Although hardware and software inhibit different universes, there are points of contact; for example, it is difficult to create a new architecture in the absence of software, and computer designers create instruction stets to execute real software. Users interact with operating systems in one of two ways: via a command languages like UNIX and MS-DOS, or via a graphical user interface like Windows. The user interface is, of course, only a means of communication between the human and the operating system; the underlying operating system that manages files and switches between tasks is not directly affected by the user interface. Here we take a brief look at two user interfaces: the command-line driven MS-DOS, and the Windows graphical user interface.

Operating systems have been around for a long time and their history is as fascinating as that of the processor architectures themselves. In the early days of the computer when all machines were mainframes, manufacturers designed operating systems to run on their own computers.
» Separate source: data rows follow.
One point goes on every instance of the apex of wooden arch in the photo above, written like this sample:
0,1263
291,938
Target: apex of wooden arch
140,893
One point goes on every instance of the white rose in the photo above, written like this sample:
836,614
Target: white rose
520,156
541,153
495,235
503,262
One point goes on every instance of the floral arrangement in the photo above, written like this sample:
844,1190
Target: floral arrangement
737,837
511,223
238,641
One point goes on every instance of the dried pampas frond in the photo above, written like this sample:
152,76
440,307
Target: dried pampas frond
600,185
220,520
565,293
One of the first operating systems that could be used on a variety of different computers was UNIX, which was designed by Ken Thompson and Dennis Richie at Bell Labs. UNIX was written in C; a systems programming language designed by Richie. Originally intended to run on DEC’s primitive PDP-7 minicomputer, UNIX was later rewritten for the popular PDP-11. This proved to be an important move, because, in the 1970s, many university computer science departments used PDP-11s. Bell Labs licensed UNIX for a nominal fee and it rapidly became the standard operating system in the academic world.

UNIX is a powerful and popular operating system because it operates in a consistent and elegant way. When a user logs in to a UNIX system, a program called the shell interprets the user’s commands. These commands take a little getting used to, because they are heavily abbreviated and the abbreviations are not always what you might expect. UNIX’s immense popularity in the academic world has influenced the thinking of a generation of programmers and systems designers.

The first command-line operating system designed to run on IBM’s PC was MS-DOS. In 1980, IBM commissioned Bill Gates to produce an operating system for their new PC. IBM was aware of Bill Gates because he had written a version of the language BASIC for the Intel 8080-based Altair personal computer. Because IBM’s original PC had only 64K bytes of RAM and no hard disk, a powerful operating system like UNIX could not be supported. Gates didn’t have time to develop an entirely new operating system, so his company, Microsoft, bought an operating system called 85-DOS which was modified and renamed MS-DOS (Microsoft Disk Operating System).

Version 1.0 of MS-DOS, released in 1981, occupied 12K bytes of memory and supported only a 160 Kbyte 5¼ in diskette. MS-DOS performed all input and output transactions by calling routines in a read-only memory within the PC. These I/O routines are known as the BIOS (basic input/output system). MS-DOS 1.0 also included a command processor, command.com, like UNIX’s shell.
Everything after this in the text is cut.